As primeiras vezes eu queria que fosse cuidado pela minha professora de Londres, uma profissional reconhecida internacionalmente. Mandou-o fazer uma sessão de fisioterapia e Giussani sentiu um forte alívio dos sintomas. Muito naturalmente, ele disse: «Se uma pessoa sente um grande benefício quando tocada pelas mãos de outra pessoa, como deve ser quando é tocada pelo Ser!» Todos nós presentes permanecemos em silêncio, pois a doença já estava mostrando sua cara dura, entretanto ele disse: «O que deve ser quando se é tocado pelo Ser!» Desde aquele dia eu quis saber o que significava aquilo que ele dizia, o que significava em sua vida diária.
Marx disse que «a religião é o ópio do povo». Pelo contrário, Dom Giussani sempre dizia que o homem religioso é quem vive intensamente a realidade, e eu disse: «Quero observar como você vive intensamente a realidade», porque é aí que tudo é compreendido. E olhando para ele com cuidado, dia após dia, comecei a ver coisas surpreendentes.

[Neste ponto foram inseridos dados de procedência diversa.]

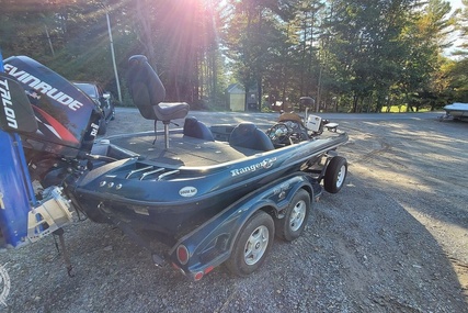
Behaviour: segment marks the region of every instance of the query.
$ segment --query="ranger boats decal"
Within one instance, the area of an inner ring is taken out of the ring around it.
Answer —
[[[194,197],[198,190],[195,187],[184,187],[179,190],[179,194],[185,198]]]
[[[251,166],[231,169],[231,175],[232,175],[232,177],[236,177],[236,176],[239,176],[242,174],[255,171],[255,170],[261,169],[261,168],[269,169],[273,166],[273,164],[275,161],[276,161],[275,157],[274,158],[265,158],[261,163],[253,164]]]

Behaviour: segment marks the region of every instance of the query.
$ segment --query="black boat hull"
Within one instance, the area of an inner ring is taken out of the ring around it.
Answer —
[[[82,176],[73,197],[96,222],[178,237],[244,194],[318,163],[346,141],[345,133],[336,134],[214,166],[162,167],[124,159]]]

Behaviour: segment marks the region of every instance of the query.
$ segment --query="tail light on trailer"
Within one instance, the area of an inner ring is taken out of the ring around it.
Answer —
[[[180,245],[178,247],[178,260],[181,262],[181,265],[186,265],[189,261],[189,250],[184,245]]]

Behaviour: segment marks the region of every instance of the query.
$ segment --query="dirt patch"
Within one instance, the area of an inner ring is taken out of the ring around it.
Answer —
[[[208,124],[275,116],[193,115]],[[75,278],[53,237],[0,254],[11,280],[3,311],[468,312],[468,123],[333,121],[350,134],[339,149],[350,163],[346,186],[315,203],[300,238],[276,239],[254,275],[219,267],[190,282],[156,268],[118,230],[76,222],[66,227]],[[107,132],[152,128],[135,110],[118,110]]]

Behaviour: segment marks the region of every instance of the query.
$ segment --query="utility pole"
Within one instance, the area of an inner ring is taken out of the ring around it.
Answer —
[[[115,63],[114,41],[112,40],[111,20],[109,19],[109,10],[105,8],[105,18],[107,19],[109,38],[111,41],[112,64],[114,65],[115,82],[117,85],[118,101],[122,103],[121,82],[118,81],[117,65]]]

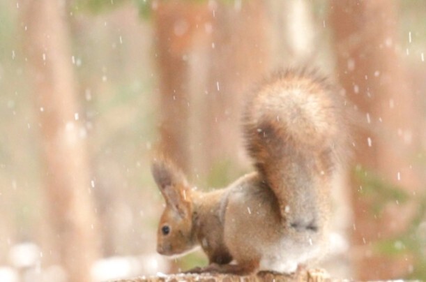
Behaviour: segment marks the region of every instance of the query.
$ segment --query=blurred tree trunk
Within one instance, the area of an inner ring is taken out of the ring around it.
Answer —
[[[97,224],[65,3],[25,1],[22,29],[41,130],[46,204],[55,232],[51,243],[54,249],[43,253],[59,256],[69,281],[89,281],[91,267],[98,255]]]
[[[195,34],[203,27],[206,11],[205,5],[178,0],[159,2],[154,10],[160,76],[160,150],[187,172],[190,165],[189,53]]]
[[[418,184],[409,162],[416,111],[398,53],[395,1],[333,0],[330,5],[339,79],[357,108],[355,161],[411,192]],[[390,203],[383,214],[374,214],[360,184],[354,181],[352,187],[356,248],[351,253],[357,278],[406,274],[409,259],[386,257],[375,252],[373,244],[404,230],[410,207]]]
[[[242,159],[244,96],[271,68],[271,23],[266,3],[234,3],[218,1],[209,7],[212,41],[208,43],[211,49],[201,133],[203,162],[208,169]]]

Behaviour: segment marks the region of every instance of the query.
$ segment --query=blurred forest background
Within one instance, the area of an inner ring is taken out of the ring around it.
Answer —
[[[426,279],[426,2],[0,0],[0,280],[185,269],[155,254],[153,148],[202,188],[251,170],[244,95],[313,66],[354,109],[333,275]]]

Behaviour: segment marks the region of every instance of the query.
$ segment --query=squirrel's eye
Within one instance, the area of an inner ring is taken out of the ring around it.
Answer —
[[[162,232],[163,235],[167,235],[170,233],[170,228],[167,225],[164,225],[161,228],[161,232]]]

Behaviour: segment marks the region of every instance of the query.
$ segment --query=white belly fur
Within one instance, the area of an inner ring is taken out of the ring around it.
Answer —
[[[311,245],[310,242],[301,244],[293,240],[283,239],[263,253],[264,255],[260,260],[259,270],[294,272],[298,265],[318,257],[321,249],[320,246]]]

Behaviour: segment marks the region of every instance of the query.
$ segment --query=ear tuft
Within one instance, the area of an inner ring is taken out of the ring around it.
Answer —
[[[160,189],[178,184],[186,185],[186,179],[181,170],[167,158],[155,158],[151,165],[151,172],[155,183]]]

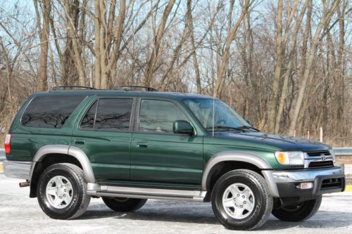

A primeira coisa que me impressionou foi a maneira como ele se levantava de manhã. Era comovente. Ele levantava-se esperando pelos eventos que aconteceriam e com os quais, apesar da idade avançada, ele poderia aprender. Ele dizia: «Jone, abra a janela porque temos que descobrir o que precisamos aprender hoje». Depois de vários dias ouvindo-o repetir essas palavras, um dia eu lhe perguntei: «Mas o que é que devemos aprender?», e ele respondeu: «Que todo este dia é dado a nós para conhecê-Lo e amá-Lo». Também aí eu fiquei em silêncio e entendi que ele queria viver a realidade descobrindo todas as manhãs não só o que acontecia nela, mas quem estava no fundo da realidade. Esse «Quem» é aquele que dá valor e significado a todas as coisas; percebia-se uma relação pessoal e familiar com o Mistério, que o fazia viver a realidade como um dom, algo doado a ele, à sua própria vida, ao qual ele queria aderir com o coração de uma criança. Lá eu entendi o sentido da vida como uma vocação em ação.
A hora da refeição
Estávamos comendo espaguete com alho, azeite e pimenta e ele exclamou: «Que bom!» Depois pensou sobre isso e disse: «Como é que eu poderia dizer “que bom!” se não houvesse uma Bondade na origem? Pois bem, para nos fazer aderir a Ele, o Senhor nos dotou com uma característica fundamental, o gosto, o prazer. Aqueles que não têm uma educação ao gosto e ao prazer, ou seja, à correspondência de adesão ao Mistério, não podem ser livres» (cf. A. Savorana, Luigi Giussani: A sua vida, Coimbra: Tenacitas, 2017, p. 1058).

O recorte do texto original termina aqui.